General Darkstone crawled out from under the slab of stone that had nearly crushed him flat. He stood shakily and looked around, dazed, but not so dazed that he failed to realize that the slab, caught as it was between two boulders, had actually saved his life by acting as shield against the piles of stone and debris that had rained down into the chasm when the mountain had split. Willim’s army commander had fallen into that chasm, but by some miracle, General Darkstone had been spared.

He saw one of his men nearby and reached down to check on the dwarf, only to recoil when he realized it was only the head and upper torso of the soldier. The rest of his body had been crushed beneath a massive boulder. Looking up, Darkstone spotted the yawning ledges of a deep chasm. Where he had stood upon a solid floor, within a sturdily fortified gatehouse, the rock had split asunder. Some massive force had cleaved right through that immortal barrier, shattering the barrier to Thorbardin’s world.

Even more shocking was the bright daylight spilling in through the wide gap that had somehow been smashed into the side of the mountain. Beams of sunlight stabbed through the murk overhead, highlighting soot and dust floating in the air. Darkstone could smell the fresh mountain air, a scent he had not known for more than a decade.

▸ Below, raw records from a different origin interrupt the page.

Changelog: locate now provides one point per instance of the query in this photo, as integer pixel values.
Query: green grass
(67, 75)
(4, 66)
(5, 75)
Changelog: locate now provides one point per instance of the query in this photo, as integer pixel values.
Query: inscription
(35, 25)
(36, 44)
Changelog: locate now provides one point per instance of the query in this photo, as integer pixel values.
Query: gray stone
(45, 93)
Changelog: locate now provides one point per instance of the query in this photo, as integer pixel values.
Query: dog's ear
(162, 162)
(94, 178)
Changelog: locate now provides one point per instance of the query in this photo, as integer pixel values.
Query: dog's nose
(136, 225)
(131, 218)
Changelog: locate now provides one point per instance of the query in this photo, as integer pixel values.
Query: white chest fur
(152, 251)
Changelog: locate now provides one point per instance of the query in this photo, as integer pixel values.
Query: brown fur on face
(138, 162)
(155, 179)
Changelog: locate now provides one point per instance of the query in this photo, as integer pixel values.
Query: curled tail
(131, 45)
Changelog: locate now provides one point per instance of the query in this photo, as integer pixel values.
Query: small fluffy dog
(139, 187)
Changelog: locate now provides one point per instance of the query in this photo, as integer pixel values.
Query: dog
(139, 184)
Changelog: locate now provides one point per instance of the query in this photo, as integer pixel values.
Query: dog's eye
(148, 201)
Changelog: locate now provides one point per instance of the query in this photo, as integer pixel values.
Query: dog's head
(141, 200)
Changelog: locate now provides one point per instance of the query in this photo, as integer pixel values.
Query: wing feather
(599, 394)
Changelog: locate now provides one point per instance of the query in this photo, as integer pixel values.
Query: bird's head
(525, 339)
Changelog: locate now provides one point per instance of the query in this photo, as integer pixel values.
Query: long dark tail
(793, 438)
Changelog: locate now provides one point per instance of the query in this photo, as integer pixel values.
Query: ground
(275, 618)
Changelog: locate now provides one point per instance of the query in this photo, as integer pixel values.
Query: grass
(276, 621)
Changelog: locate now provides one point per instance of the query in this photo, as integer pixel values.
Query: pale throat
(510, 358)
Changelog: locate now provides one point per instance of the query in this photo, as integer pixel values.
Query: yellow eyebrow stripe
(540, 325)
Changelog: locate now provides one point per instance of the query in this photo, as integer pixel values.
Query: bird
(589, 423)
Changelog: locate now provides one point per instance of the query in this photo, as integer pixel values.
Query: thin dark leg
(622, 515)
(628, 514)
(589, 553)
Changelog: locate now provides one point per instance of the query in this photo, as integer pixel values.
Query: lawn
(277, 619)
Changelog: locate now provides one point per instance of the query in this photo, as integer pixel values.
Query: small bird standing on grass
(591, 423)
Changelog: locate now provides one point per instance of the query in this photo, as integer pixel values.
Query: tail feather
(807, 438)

He also smelled a heavy, bitter smoke, like the residue of a dense coal or oil fire.

“What in the name of Reorx?” he muttered the question aloud as he checked his limbs, somewhat surprised to find he didn’t seem to have any broken bones. His stomach lurched when he tried to stand, but he leaned against a shattered stone wall and drew a few deep breaths until the heaving in his guts subsided. “How did they do such a thing?”

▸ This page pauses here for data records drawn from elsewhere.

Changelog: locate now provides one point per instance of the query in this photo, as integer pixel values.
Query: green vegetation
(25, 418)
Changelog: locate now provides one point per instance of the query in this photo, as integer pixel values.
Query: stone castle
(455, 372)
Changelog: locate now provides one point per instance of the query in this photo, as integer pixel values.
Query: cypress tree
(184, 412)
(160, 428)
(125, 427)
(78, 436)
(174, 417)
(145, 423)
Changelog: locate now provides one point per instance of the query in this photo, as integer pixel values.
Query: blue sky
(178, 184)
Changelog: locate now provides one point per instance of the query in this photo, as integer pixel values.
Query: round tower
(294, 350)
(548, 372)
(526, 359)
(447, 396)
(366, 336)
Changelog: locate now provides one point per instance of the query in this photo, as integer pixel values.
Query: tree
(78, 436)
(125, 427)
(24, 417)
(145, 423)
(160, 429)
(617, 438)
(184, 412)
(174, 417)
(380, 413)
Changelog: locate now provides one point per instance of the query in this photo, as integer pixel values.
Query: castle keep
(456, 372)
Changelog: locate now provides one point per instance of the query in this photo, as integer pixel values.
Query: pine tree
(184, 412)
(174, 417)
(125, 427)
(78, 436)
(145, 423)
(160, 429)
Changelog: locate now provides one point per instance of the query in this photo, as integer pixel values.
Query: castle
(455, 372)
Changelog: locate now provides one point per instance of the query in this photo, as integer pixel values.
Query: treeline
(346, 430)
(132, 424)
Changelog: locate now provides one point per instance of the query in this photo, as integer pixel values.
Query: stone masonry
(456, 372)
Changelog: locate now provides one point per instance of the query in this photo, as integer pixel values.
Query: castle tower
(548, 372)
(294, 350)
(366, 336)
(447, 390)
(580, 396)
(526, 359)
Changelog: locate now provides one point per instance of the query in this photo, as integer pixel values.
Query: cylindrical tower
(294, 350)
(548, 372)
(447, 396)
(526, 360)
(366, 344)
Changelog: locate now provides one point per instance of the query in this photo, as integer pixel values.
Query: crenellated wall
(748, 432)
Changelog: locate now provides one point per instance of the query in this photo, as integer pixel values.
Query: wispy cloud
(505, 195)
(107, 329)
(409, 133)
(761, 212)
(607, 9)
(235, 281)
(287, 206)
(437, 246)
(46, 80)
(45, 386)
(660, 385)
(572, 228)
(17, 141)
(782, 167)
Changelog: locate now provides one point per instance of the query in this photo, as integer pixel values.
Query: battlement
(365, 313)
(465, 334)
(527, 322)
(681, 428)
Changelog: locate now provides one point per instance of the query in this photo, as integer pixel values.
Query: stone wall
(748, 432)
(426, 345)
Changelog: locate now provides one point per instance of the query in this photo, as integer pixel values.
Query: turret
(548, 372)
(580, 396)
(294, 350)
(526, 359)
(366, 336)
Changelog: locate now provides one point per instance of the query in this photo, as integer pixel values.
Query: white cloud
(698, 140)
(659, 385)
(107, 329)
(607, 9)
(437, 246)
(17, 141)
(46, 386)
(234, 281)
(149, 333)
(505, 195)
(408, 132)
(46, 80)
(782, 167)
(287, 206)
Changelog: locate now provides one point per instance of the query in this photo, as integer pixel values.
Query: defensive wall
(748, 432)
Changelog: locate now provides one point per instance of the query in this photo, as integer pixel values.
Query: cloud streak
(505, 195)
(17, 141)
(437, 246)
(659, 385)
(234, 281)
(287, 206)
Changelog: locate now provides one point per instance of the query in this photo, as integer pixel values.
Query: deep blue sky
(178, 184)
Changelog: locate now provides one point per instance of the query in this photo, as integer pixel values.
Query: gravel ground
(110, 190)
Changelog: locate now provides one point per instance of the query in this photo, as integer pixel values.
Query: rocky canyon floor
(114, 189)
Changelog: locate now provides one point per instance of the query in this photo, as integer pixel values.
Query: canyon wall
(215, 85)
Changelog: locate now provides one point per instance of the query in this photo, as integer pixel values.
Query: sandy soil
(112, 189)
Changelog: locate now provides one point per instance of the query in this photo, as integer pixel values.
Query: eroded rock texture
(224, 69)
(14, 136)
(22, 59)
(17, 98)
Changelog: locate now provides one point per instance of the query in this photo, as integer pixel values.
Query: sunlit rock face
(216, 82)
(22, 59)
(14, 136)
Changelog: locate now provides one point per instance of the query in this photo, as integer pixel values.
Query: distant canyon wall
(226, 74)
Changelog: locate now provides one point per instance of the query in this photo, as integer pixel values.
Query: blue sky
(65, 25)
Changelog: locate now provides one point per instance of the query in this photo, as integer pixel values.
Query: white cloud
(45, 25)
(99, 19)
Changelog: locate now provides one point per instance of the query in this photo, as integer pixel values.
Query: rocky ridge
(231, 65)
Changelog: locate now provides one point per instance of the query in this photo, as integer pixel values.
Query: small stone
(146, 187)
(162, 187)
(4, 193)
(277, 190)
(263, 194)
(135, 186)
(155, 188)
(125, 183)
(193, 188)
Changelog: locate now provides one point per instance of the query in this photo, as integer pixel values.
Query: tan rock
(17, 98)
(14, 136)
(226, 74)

Groggily, he massaged a lump on his forehead, conscious of a deep, throbbing pain in his skull. He tried to think-what should he be doing? One answer seemed to be that he should be sending a prayer of thanks to Reorx, simply for being alive. He drew a deep breath and swallowed the bile rising in his throat.

“Move, damn it!” he croaked to himself. “Do something!”

Only then did he begin to take stock of the situation. He heard shouts, battle cries, and the loud clashing of steel against steel coming from high above him. A dwarf screamed loudly, in a obvious pain. Moments later a body came tumbling down, bouncing from the ledges and outcrops, armor clanging and breaking apart, until the corpse smashed to the stone floor half a dozen paces away from Darkstone. The soft plop of the body itself was accompanied by a clattering rain of debris from the fellow’s broken equipment. The dwarf, his breastplate broken away, was clad in a blue tunic that bore an insignia of a crown on the chest; it was a uniform unknown to the general, who had served in virtually all of the military units within Thorbardin.

If he’d had any doubts before, that cleared it up: invaders had indeed breached Thorbardin. He could still hear the sounds of battle, though the noises seemed to be receding from the gatehouse above him. But he took heart from the fact that his garrison dwarves were clearly putting up a valiant defense.